Photographer Alice Bailey seeks to raise awareness about sexual assault and address the anonymity that many survivors choose through an exhibit of portraits. Out of the 25 self-selected women and men from the University of Virginia and Charlottesville communities who responded to her call for project participants, Bailey has compiled portraits and — in a few cases — images of another characteristic of the individuals that will open a dialogue to the topic that is often stigmatized by silence.
“I want to raise awareness, to help the healing process,” Bailey said. “Putting a face on each survivor will help break that anonymity.”
Bailey, a Fifth-Year Aunspaugh Fellow in the McIntire Department of Art, chose to shoot the portraits in color using a large-format view camera that produces images with exceptional clarity and directness
“I wanted each portrait to be very real, to have a direct experience with the person,” Bailey said. “The colors are vibrant, These people are alive.”
Prior to taking each portrait, Bailey spent time with the participants, discussing their experiences, often meeting two or three times before the photography session. Using the view camera also played a part in assuring each person would be comfortable with having his or her picture taken. The camera takes a long time to set up and after she makes all the adjustments,
Bailey comes out from under the drape and engages the subject. Not having the camera as a barrier between the artist and subject, the vulnerability that many people feel in front of a camera is abated, Bailey said.

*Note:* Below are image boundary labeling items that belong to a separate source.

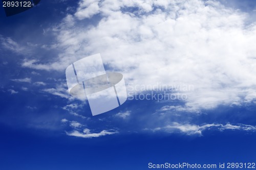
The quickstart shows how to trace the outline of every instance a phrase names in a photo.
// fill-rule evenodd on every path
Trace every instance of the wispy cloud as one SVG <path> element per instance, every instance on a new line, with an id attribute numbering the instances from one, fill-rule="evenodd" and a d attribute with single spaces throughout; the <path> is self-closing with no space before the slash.
<path id="1" fill-rule="evenodd" d="M 151 129 L 151 130 L 153 131 L 164 131 L 168 133 L 180 132 L 189 135 L 202 135 L 203 131 L 210 129 L 219 131 L 233 130 L 254 132 L 256 131 L 256 126 L 243 124 L 233 125 L 230 124 L 227 124 L 226 125 L 219 124 L 204 124 L 200 126 L 194 124 L 180 124 L 177 122 L 174 122 L 171 125 L 163 127 L 158 127 Z"/>
<path id="2" fill-rule="evenodd" d="M 33 83 L 35 86 L 46 86 L 47 85 L 47 83 L 42 82 L 36 82 Z"/>
<path id="3" fill-rule="evenodd" d="M 82 128 L 85 126 L 75 121 L 69 121 L 66 118 L 61 120 L 62 123 L 69 123 L 69 125 L 74 130 L 70 132 L 66 132 L 66 134 L 69 136 L 72 136 L 84 138 L 91 138 L 93 137 L 99 137 L 106 135 L 112 135 L 118 132 L 113 130 L 103 130 L 98 133 L 92 133 L 91 130 L 88 128 Z"/>
<path id="4" fill-rule="evenodd" d="M 97 14 L 98 24 L 79 24 Z M 193 90 L 182 92 L 185 107 L 177 110 L 239 105 L 256 98 L 256 26 L 246 25 L 249 17 L 214 1 L 80 1 L 52 30 L 63 52 L 58 61 L 27 59 L 23 66 L 63 71 L 100 53 L 135 85 L 193 85 Z"/>
<path id="5" fill-rule="evenodd" d="M 77 122 L 75 121 L 72 121 L 70 123 L 70 126 L 73 127 L 73 128 L 80 128 L 83 126 L 82 124 L 81 124 L 80 123 L 79 123 L 78 122 Z"/>
<path id="6" fill-rule="evenodd" d="M 16 82 L 26 82 L 26 83 L 31 83 L 31 78 L 26 78 L 24 79 L 12 79 L 12 81 Z"/>
<path id="7" fill-rule="evenodd" d="M 125 119 L 131 115 L 131 111 L 126 111 L 124 112 L 119 112 L 116 114 L 115 116 L 116 117 L 120 117 L 123 119 Z"/>
<path id="8" fill-rule="evenodd" d="M 16 91 L 13 89 L 9 89 L 8 91 L 10 91 L 11 92 L 11 94 L 16 94 L 16 93 L 18 93 L 18 91 Z"/>
<path id="9" fill-rule="evenodd" d="M 66 132 L 66 134 L 69 136 L 82 137 L 84 138 L 91 138 L 93 137 L 99 137 L 106 135 L 112 135 L 116 133 L 117 133 L 116 131 L 106 130 L 104 130 L 99 133 L 91 133 L 90 130 L 88 129 L 84 129 L 83 132 L 74 131 L 70 133 Z"/>
<path id="10" fill-rule="evenodd" d="M 19 55 L 27 55 L 31 50 L 25 45 L 19 44 L 10 37 L 4 37 L 0 35 L 0 43 L 2 47 Z"/>

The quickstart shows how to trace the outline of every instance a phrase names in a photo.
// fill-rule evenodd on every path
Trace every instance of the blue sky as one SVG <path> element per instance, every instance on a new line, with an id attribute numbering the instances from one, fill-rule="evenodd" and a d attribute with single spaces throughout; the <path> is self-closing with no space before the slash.
<path id="1" fill-rule="evenodd" d="M 0 169 L 255 162 L 255 6 L 55 0 L 10 17 L 1 8 Z M 97 53 L 123 74 L 128 99 L 93 116 L 69 94 L 65 69 Z"/>

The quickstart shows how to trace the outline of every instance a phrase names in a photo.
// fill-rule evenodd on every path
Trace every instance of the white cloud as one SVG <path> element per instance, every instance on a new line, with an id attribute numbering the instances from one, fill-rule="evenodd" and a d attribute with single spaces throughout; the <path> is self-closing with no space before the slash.
<path id="1" fill-rule="evenodd" d="M 10 91 L 11 92 L 11 94 L 16 94 L 16 93 L 18 93 L 18 91 L 16 91 L 13 90 L 13 89 L 9 89 L 8 91 Z"/>
<path id="2" fill-rule="evenodd" d="M 69 122 L 69 120 L 68 120 L 68 119 L 66 119 L 66 118 L 62 118 L 61 119 L 61 120 L 60 120 L 62 123 L 66 123 L 66 122 Z"/>
<path id="3" fill-rule="evenodd" d="M 88 129 L 84 129 L 83 132 L 80 132 L 78 131 L 74 131 L 72 132 L 66 132 L 67 134 L 69 136 L 73 136 L 79 137 L 82 137 L 84 138 L 91 138 L 92 137 L 99 137 L 106 135 L 112 135 L 117 132 L 113 131 L 110 132 L 109 130 L 103 130 L 99 133 L 90 133 L 90 130 Z"/>
<path id="4" fill-rule="evenodd" d="M 36 82 L 34 83 L 33 84 L 34 84 L 34 85 L 36 85 L 36 86 L 46 86 L 47 85 L 47 83 L 44 83 L 44 82 Z"/>
<path id="5" fill-rule="evenodd" d="M 5 38 L 0 35 L 0 43 L 2 47 L 20 55 L 27 55 L 31 52 L 29 48 L 19 44 L 11 38 Z"/>
<path id="6" fill-rule="evenodd" d="M 97 26 L 81 24 L 97 14 Z M 181 91 L 187 99 L 176 109 L 243 104 L 256 98 L 256 26 L 246 25 L 249 17 L 214 1 L 81 1 L 53 31 L 63 51 L 58 61 L 26 60 L 23 65 L 64 71 L 100 53 L 126 82 L 193 85 L 194 90 Z"/>
<path id="7" fill-rule="evenodd" d="M 12 79 L 11 80 L 16 82 L 25 82 L 25 83 L 31 82 L 31 78 L 26 78 L 24 79 Z"/>
<path id="8" fill-rule="evenodd" d="M 83 119 L 86 118 L 87 117 L 83 116 L 82 115 L 79 114 L 76 112 L 77 109 L 79 109 L 82 108 L 84 106 L 84 103 L 78 105 L 76 103 L 72 103 L 67 106 L 63 107 L 62 108 L 64 110 L 69 111 L 69 113 L 72 115 L 75 116 L 78 116 L 81 117 Z"/>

“It’s exciting to see people take their experience and do something with it,” Bailey said. “A number are already involved in counseling others. It’s inspiring that they are coming to terms with their experiences and moving on.”
The portraits represent a spectrum of where people are on the healing journey. In the finished portraits, the participants furthest along in this journey are looking straight at the camera, taking a stance, and confronting the world, the incident and themselves. In most, the subject’s eyes are focused and directly engage the viewer. Other portraits only show the back of the head, a hand or arm — these subjects are not as far along in their healing journey.
“The focus of the project is on healing and the perspective of the survivor; not on the politics or bureaucracy,” Bailey said.
The 18- by 22-inch portraits will be displayed in a line of closely touching images as they stretch around the ballroom, interspersed with panels of text that place the project in a larger context — focusing both on the individual and on the larger issue of sexual assault in our society. The project will open during the week of Take Back the Night, an annual international rally and march that is organized in locally with the purpose of unifying communities in an awareness of violence against women, children and families.
The text panels in the exhibit, which will be provided by the Charlottesville’s Sexual Assault Resource Agency, U.Va.’s Women’s Center and a University student writing a dissertation on sexual assault, will include statistics, as well as descriptions of the range and types of behaviors that make up sexual assault. Bailey also will include a sound element that will incorporate fragments from her initial conversations with each participant.
“The show will reveal the importance of dialogue as a healing process, solidify a community of survivors, and make a powerful and lasting visual impact about the immediacy of this issue,” Bailey said.